Their shared affection for Edith was already a bond between them, and the blossoming friendship and intimacy between the new neighbours quickly developed into something deeper.
On 1 April 1918, the forthcoming marriage of the Revd. Hardwicke Drummond Rawnsley to Miss Eleanor Foster Simpson of The Wray, Grasmere, was announced. As it turned out, though the marriage was to be of tragically short duration, it was to bring great joy to both parties, and was the occasion of a new flowering in Hardwicke’s poetic style. A notebook in Eleanor’s hand still survives, into which she copied no less than 80 love poems addressed to her by Hardwicke during the first year after he retired to Allan Bank from Crosthwaite. These unpublished verses chart the gradual development of their courtship and the deepening of their relationship. There is a coherent thematic unity marking the writer’s progress from despair in bereavement, to intense joy at the thought of his forthcoming marriage.

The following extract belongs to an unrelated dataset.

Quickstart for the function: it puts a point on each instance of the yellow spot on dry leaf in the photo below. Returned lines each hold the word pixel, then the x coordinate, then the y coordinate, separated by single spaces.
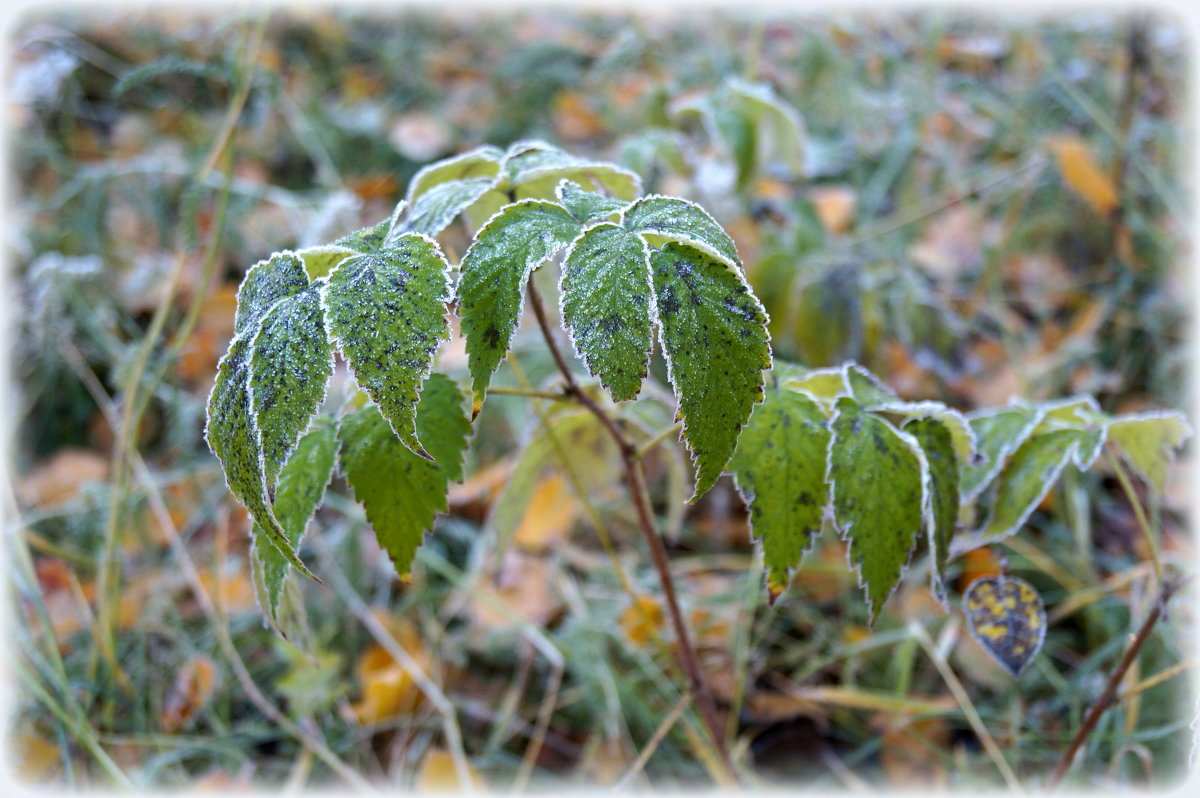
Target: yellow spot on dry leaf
pixel 1081 174
pixel 642 619
pixel 439 775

Although the poems are addressed to Eleanor, Edith’s presence is always implicit in the background. It is their joint love and affection for Edith which has brought them together. Hardwicke still loves the departed Edith, for whom Eleanor also had a great affection, and it is Edith who is bringing them together. In poems such as ‘Love in the Ingle-Nook’, Edith’s physical presence is felt by both Hardwicke and Eleanor. His love for Edith and Eleanor is a continuum, with the earthly love of Eleanor being blessed by Edith’s love from heaven.
Further clues as to Eleanor and Hardwicke’s relationship during the months after Edith’s death are revealed in a series of letters written by Eleanor to her mother in early 1918, when Eleanor and her sister Gertrude were in London, helping out in communal kitchens as their contribution to the war effort. Eleanor wrote frequently about their new life in the city, and Hardwicke is often mentioned. It is clear from these letters that it was already common knowledge in the Simpson family that Eleanor and Hardwicke were, if unofficially, engaged to be married.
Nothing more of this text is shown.